'Stake Land' Star Connor Paolo Presents 'Crackhead' Vampires In This Exclusive Clip

"Stake Land" arrives in New York City today, and make no mistake — though this is a vampire movie, it's about as far away from "Twilight" as you can possibly get.

Think more along the lines of "The Walking Dead," the AMC survival horror series filled to the brim with grotesque flesh-eating monsters and hopeless humans seeking shelter from the storm. Set in a world where a vampire outbreak has completely derailed civilization and devoured much of mankind in the process, the blood-suckers of "Stake Land" are straight-up nightmare fuel. And if you don't believe me, just watch the exclusive clip below for all the evidence you could possibly need.

But deadly as they are, these vampires aren't indestructible.

"These vampires are hungry, but very hurtable," insists "Stake Land" star Connor Paolo, who plays normal teen turned ruthless slayer Martin. "They're strong, but only in a crackhead way. There's nothing malevolent about them – they're instinctual."
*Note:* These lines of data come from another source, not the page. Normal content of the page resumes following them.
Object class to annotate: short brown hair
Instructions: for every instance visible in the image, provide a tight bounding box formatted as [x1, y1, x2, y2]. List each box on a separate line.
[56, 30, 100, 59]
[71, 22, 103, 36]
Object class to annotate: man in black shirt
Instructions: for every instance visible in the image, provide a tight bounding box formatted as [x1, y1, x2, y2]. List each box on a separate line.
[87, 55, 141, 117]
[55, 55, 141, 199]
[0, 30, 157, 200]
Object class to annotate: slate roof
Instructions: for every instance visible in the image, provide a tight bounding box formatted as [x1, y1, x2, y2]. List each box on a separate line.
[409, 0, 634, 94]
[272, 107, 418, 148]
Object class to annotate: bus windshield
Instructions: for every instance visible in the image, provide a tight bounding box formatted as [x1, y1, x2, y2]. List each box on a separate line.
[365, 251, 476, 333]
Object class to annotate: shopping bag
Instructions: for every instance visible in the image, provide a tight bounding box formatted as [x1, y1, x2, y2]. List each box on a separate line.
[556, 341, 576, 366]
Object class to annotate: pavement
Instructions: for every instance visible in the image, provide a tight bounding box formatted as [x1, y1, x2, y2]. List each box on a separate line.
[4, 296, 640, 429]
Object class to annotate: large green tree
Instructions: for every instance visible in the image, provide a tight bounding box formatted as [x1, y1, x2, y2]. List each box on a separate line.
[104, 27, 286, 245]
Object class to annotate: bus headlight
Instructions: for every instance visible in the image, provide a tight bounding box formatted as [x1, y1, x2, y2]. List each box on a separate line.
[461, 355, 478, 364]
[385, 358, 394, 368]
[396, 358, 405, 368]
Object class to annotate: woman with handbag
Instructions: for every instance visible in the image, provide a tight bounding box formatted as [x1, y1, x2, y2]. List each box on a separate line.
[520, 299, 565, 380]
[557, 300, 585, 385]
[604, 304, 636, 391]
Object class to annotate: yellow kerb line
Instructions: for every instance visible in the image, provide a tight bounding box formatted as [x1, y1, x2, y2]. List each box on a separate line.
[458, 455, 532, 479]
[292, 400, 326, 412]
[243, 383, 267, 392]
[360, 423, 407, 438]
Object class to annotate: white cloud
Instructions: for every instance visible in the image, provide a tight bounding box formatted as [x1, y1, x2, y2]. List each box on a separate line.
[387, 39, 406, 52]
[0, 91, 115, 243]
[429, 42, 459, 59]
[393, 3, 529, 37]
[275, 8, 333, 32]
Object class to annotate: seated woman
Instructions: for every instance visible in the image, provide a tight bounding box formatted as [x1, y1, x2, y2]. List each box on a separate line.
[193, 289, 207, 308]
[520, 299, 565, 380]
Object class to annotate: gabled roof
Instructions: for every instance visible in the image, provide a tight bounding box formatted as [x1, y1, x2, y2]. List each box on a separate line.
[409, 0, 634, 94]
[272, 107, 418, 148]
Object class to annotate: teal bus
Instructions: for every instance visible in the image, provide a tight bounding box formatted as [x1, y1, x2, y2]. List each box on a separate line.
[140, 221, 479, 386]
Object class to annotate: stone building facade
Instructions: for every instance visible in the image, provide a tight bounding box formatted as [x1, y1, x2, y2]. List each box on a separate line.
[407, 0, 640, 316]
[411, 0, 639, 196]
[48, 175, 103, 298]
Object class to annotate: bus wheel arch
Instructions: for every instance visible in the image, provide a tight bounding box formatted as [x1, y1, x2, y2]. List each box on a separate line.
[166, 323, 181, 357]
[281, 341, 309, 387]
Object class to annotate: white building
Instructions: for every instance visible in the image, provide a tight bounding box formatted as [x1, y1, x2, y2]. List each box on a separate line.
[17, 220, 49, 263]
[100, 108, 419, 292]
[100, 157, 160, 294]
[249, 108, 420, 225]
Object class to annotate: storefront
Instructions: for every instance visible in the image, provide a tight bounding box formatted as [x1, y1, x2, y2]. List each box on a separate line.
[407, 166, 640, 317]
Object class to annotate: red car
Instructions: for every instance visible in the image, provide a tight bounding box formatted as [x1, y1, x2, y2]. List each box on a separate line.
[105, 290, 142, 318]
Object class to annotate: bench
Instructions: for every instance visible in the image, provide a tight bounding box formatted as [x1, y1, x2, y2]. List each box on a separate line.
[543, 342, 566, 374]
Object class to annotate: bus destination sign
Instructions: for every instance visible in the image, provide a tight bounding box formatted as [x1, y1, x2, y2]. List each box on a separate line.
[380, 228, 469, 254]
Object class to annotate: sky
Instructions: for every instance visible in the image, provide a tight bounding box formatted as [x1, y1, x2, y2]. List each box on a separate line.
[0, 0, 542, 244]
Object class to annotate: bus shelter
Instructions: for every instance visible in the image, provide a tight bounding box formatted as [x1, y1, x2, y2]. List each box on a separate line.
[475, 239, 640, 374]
Paolo makes it a point to stress that these vampires hinge much more on scientific realism than supernatural or mythological elements, insofar as a vampire can be realistic. A large part of that portrayal owes thanks to Nick Damici, who co-wrote the film's screenplay and also stars as the mysterious Mister.

"Nick actually wrote an entire manual that he had off set about the different kinds of vampires that he was thinking about, different classes, how age effects them, time spent being a vampire," says Paolo. "So we were forced to find a way to realistically deal with these things. Usually they're kind of attractive — this is cool, I can dig this — but honestly, this was the first vampire script I've read that didn't make me want to be a vampire."

Despite the gruesome creatures littered throughout the movie, Paolo says that "Stake Land" isn't really about the vampires.

"It really isn't about making vampires badass again — I've always thought that the vampires are peripheral to the plot. I think they just happen to be there," he explains. "It's about the characters. I think it would very much be the same movie if you put any other type of negative force in there, but I think it becomes pretty clear pretty quickly that the vampires aren't the antagonist — they're just kind of the catalyst."

For Paolo, it's that very focus on characters like Martin and Mister, two very unlikely but virtually inseparable allies, that makes "Stake Land" so special.

"This is really something I haven't seen before," he says. "This film has a pace to it that's reminiscent to movies like 'Fistful of Dollars' or something like that. It has this crawling, really moseying pace to it at points, punctuated by these scenes of violence. But in between, it's a long, drawn out, thematic experience. It's rare that you find scripts with the confidence to be slow."